The appropriation appears in congressional paperwork as the “JHU Safe Storage” project and was requested by Rep. Kweisi Mfume to back partnerships with the University of Maryland, Baltimore, and the mayor’s violence-prevention office. According to Rep. Kweisi Mfume, the money will support patient screening and the distribution of secure-storage devices across Baltimore.

How Distribution Will Work

Johns Hopkins Hospital and the Johns Hopkins Children’s Center plan to give out cable-style gun locks at clinical sites and at community-based events, while also walking families through basic safe-storage practices. As reported by WBAL NewsRadio, the university is pitching the project as a straightforward, evidence-informed way to save lives.

“What we’ve seen over and over again is that young people find weapons. And when they find them, they play with them,” U.S. Rep. Kweisi Mfume said, in comments reported by WBAL NewsRadio. Mfume framed the funding as a practical step meant to cut down on accidental shootings and keep guns from showing up in schools.

Recent Incident Spurred Urgency

Local officials are still rattled by a February incident in Anne Arundel County, when a 7-year-old brought a loaded gun to Freetown Elementary School and accidentally shot his own hand. Police later served a criminal summons on the mother’s boyfriend in that case.
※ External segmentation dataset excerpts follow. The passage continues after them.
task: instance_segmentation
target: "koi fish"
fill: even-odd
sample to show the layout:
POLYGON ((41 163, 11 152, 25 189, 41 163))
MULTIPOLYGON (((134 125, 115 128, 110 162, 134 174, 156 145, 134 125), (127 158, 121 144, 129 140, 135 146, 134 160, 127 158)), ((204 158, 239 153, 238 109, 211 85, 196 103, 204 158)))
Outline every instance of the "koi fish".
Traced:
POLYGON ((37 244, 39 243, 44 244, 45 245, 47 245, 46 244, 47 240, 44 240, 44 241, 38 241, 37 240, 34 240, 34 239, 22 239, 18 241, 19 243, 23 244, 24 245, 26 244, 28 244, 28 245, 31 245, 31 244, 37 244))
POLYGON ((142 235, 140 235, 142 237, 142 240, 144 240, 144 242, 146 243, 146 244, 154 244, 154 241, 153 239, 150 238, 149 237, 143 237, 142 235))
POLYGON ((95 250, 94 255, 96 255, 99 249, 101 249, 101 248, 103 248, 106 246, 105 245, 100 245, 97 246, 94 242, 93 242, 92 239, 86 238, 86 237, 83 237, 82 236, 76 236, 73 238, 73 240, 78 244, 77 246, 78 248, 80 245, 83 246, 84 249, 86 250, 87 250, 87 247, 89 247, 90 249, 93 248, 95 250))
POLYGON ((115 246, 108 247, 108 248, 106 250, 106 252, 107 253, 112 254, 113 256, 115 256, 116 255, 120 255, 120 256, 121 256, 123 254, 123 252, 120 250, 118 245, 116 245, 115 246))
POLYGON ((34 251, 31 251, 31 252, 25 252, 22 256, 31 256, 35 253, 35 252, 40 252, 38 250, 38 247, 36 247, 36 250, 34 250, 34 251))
Coverage of the episode helped push Senate Bill 362, known as the Ny’Kala Strawder Act, which would add penalties of up to five years in prison for storing a loaded firearm where an unsupervised child can get to it, according to the bill’s page on the Maryland General Assembly.

Why Safe Storage Matters

Researchers say the strategy is not guesswork. A study from the Johns Hopkins School of Medicine and its Center for Gun Violence Solutions found that child-access-prevention laws that require secure storage are associated with reductions in youth firearm suicides and unintentional shooting deaths. Public-health experts at the center argue that giving out free locks and having clinicians talk directly with families is a relatively cheap, immediate way to lower the odds that a child will stumble onto a gun.

Where to Get a Lock

The Mayor’s Office of Neighborhood Safety and Engagement has been teaming up with hospital partners on gun-lock giveaway events and continues to post community distributions on its events page. In Anne Arundel County, officials have also made gun-safety locks available at library branches, reinforcing the idea that residents can pick them up both in medical settings and at neighborhood spots.
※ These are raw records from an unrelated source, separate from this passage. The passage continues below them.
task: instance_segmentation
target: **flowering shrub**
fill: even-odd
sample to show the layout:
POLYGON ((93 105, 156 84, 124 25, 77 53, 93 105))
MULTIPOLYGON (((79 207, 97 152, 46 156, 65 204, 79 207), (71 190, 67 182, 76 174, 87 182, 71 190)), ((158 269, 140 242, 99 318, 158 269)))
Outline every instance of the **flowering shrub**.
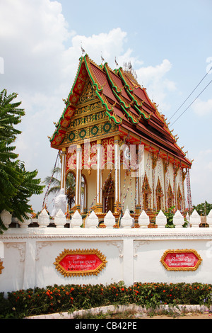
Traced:
POLYGON ((212 304, 212 285, 201 283, 136 283, 126 287, 123 282, 108 286, 66 285, 0 293, 0 318, 73 312, 109 305, 157 305, 212 304))

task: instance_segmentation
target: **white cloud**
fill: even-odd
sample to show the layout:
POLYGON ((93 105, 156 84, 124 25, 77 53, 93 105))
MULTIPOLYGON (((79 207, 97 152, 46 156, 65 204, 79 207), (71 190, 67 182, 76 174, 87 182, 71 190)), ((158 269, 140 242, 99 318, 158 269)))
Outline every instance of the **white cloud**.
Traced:
POLYGON ((163 112, 170 109, 165 98, 170 91, 176 89, 175 83, 165 77, 172 68, 170 62, 165 59, 162 63, 155 67, 141 67, 136 70, 138 81, 146 89, 151 99, 159 104, 159 110, 163 112))
POLYGON ((194 103, 192 108, 195 113, 200 116, 212 114, 212 99, 201 101, 198 98, 194 103))
POLYGON ((190 171, 192 203, 212 202, 212 149, 198 152, 190 171))

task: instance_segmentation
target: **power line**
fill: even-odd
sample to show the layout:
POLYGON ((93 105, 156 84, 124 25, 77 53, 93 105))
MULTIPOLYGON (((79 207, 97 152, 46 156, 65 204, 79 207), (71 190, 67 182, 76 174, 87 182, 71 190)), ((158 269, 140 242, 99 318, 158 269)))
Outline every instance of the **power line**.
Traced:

The $245,000 federal award is a modest but tightly focused investment, and supporters say widening access to basic secure-storage tools could be enough to prevent at least some accidental shootings and similar tragedies. Residents are being encouraged to keep an eye on local event calendars or contact their health care provider or neighborhood safety office for details on upcoming distribution events and how to get a free lock.